Improving smoothed particle hydrodynamics with an integral approach to calculating gradients

TL;DR

This paper introduces a tensor-based integral approach to improve gradient calculations in smoothed particle hydrodynamics, enhancing accuracy and conservation in astrophysical simulations.

Contribution

It develops a fully conservative SPH scheme using tensor formulations for derivatives, improving physical magnitude interpolation and applicability to astrophysics.

Findings

Enhanced gradient estimation accuracy.

Improved conservation properties in SPH.

Successful validation with standard tests.

Abstract

In this paper we develop and test a fully conservative SPH scheme based on a tensor formulation that can be applied to simulate astrophysical systems.
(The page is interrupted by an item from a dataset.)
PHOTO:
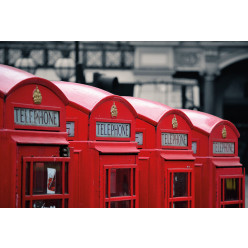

In the proposed scheme, derivatives are calculated from an integral expression that leads to a tensor (instead of a vectorial) estimation of gradients and reduces to the standard formulation in the continuum limit. The new formulation improves the interpolation of physical magnitudes, leading to a set of conservative equations that resembles those of standard SPH. The resulting scheme is verified using a variety of well-known tests, all of them simulated in two dimensions. We also discuss an application of the proposed tensor method to astrophysics by simulating the stability of a Sun-like polytrope calculated in three dimensions.